Vanishing Monuments by John Elizabeth Stintzi
(Arsenal Pulp Press, 5/5)
John Elizabeth Stintzi has not one but two books releasing in 2020—their poetry collection Junebat comes out April 7 from House of Anansi. So this is really two recommendations in one, because Stintzi—whose work has appeared all over the place from Ploughshares to The Kenyon Review—is on the rise. Their debut novel centers on nonbinary teacher and photographer Alani Baum, who hasn’t seen their mother in almost 30 years, since they ran away from home at age 17. When they get the message that their mother is in an assisted living facility with ever-worsening dementia, they return to their now-empty childhood home, reckoning with grief (and love) for the past, the present, and the future. A handful of recent memoirs have explored what it means to be a queer person with an aging parent—Cherríe Moraga’s Native Country of the Heart and Elissa Altman’s Motherland come to mind—but precious little fiction, let alone with a nonbinary protagonist, roams this territory. Vanishing Monuments is a luminously written novel from an exciting writer, a welcome story of a midlife queer that many of us crave.

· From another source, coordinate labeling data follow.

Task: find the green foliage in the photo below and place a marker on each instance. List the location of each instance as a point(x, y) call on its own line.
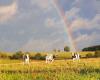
point(89, 55)
point(39, 56)
point(97, 54)
point(66, 48)
point(17, 55)
point(85, 69)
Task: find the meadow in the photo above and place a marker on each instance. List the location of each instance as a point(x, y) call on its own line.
point(85, 69)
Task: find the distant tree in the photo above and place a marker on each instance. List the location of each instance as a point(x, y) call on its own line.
point(92, 48)
point(66, 48)
point(17, 55)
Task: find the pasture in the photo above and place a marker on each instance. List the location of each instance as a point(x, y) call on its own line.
point(85, 69)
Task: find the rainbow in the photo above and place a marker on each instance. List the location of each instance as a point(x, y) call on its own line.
point(67, 27)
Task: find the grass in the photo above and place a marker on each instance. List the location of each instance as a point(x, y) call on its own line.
point(85, 69)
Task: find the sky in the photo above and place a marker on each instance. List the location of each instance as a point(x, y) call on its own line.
point(36, 25)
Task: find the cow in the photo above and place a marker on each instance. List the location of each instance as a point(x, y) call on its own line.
point(76, 56)
point(26, 59)
point(49, 58)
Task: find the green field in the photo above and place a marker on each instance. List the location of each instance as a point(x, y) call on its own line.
point(85, 69)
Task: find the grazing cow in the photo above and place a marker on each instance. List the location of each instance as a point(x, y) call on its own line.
point(26, 59)
point(49, 58)
point(76, 56)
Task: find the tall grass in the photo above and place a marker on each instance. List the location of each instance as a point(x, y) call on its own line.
point(85, 69)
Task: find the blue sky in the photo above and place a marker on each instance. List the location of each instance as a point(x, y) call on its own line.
point(35, 25)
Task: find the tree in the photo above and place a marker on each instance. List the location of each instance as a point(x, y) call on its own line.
point(66, 48)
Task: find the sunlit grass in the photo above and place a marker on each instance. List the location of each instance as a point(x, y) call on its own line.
point(85, 69)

Boys of Alabama by Genevieve Hudson
(W. W. Norton, 5/12)
Genevieve Hudson’s previous books—the short story collection Pretend We Live Here (Future Tense Books, 2018) and the essay-in-book-form A Little In Love With Everyone (Fiction Advocate, 2018), as well as her numerous stories in lit mags from McSweeney’s to Joyland to No Tokens—have established her as a literary favorite among those who follow her work. In this debut novel, Hudson draws on her skill as an extra-imaginative storyteller, using magical realism, shimmering imagery, and brilliant character development to tell the story of a queer German teenager in Alabama; his goth, witchy love interest; football and religion; life and death; longing and choice. Boys of Alabama is best read without knowing too much about the plot—go forth, dear reader, and be dazzled.
We Had No Rules by Corinne Manning
(Arsenal Pulp Press, 5/12)
This debut short story collection from Seattle-based writer, artist, and teacher Corinne Manning is exactly the kind of book the queer canon needs. It’s so readable that, at less than 200 pages, it can be finished in one sitting—but it will linger far past that concentrated period of time. The stories effortlessly blend humor, emotion, effervescent prose, and a broader reckoning with capitalism, queer assimilation, and autonomy. As necessary as it is delightful, We Had No Rules is not to be missed.
Fairest by Meredith Talusan
In this stunning debut memoir from writer and contributing editor for them., Meredith Talusan sculpts a comprehensive and nuanced story of their coming of age as a Filipinx child with albinism, an immigrant to the U.S., a queer and trans person who refuses to accept simple, prescriptive, or otherwise limiting notions of any of these identity markers. Talusan’s verdant prose and ability to relentlessly question, push, and redefine the arbitrary lines of gender, sexuality, identity, disability, and institutions, combine to make a story that is as engrossing as it is necessary. It’s a gorgeous book full of love, family, neglect, race, power, and what it means to live a life.